I have a question about the various health care freedom amendments floating around various states. I was curious why these efforts are state amendments as opposed to regular state laws passed by the state legislatures? Just curious. Thanks.
I agree Mary Pilcher Cook, I think this is a good thing.
This is a matter of principles and individual liberty, not one of economics, or really even health-care.
But the signal most important thing we have: our individual freedom. The senator from Colorado was wrong when he suggested all they really need is a resolution to declare that in the States view which is legally binding with in the state that the act by congress to attempt to force all Americans to buy a service is an unlawful one, that goes far and beyond their limited constitutional authority.
But your amendment in Kansas, it think is about much more then that, its about protecting the rights of the people to freedom and self-determination, its about defending in Constitutional law the most basic principles of individual freedom and self-determination upon which Kansas, and America at large was build.

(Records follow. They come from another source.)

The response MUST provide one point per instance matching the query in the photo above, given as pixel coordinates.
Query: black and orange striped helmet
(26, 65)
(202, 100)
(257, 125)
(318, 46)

My heart is with you Pilcher Cook, as is I hope the heart of every freedom loving American, things like this are far too important to be simply left to resolutions. Theses Principles are already in our most basic of American Constitution's, they should also be enshrined in our State Constitution, to help protect our essential rights, as free men and women.
A simple resolution in the defense of theses most fundamental of individual rights of self-determination does not do their central important to the American dream nearly enough justice!
Hard to say for sure...but if they pass, they get the boost of having been approved by the people themselves.
Probably cause they are thinking the State Constitution out ranks federal law, particularly unconstitutional federal law.
In theory there should be little to no area of overlap, with health-care being strictly a state issue.
If you accept the theory that they are duel sovereigns then the state Constitution in matters of duel powers, should overwrite federal laws within the domain of that state.
The other more important concern here is assuming we win this fight to stop the Federal government from imposing this on us, what is to stop further state legislators from taking away the same freedom except the State Constitution?
so to me it makes perfect sense to go ahead and do a state Constitutional amendment, kill 2 birds with 1 stone and do it in a way fitting of the high importance of theses rights.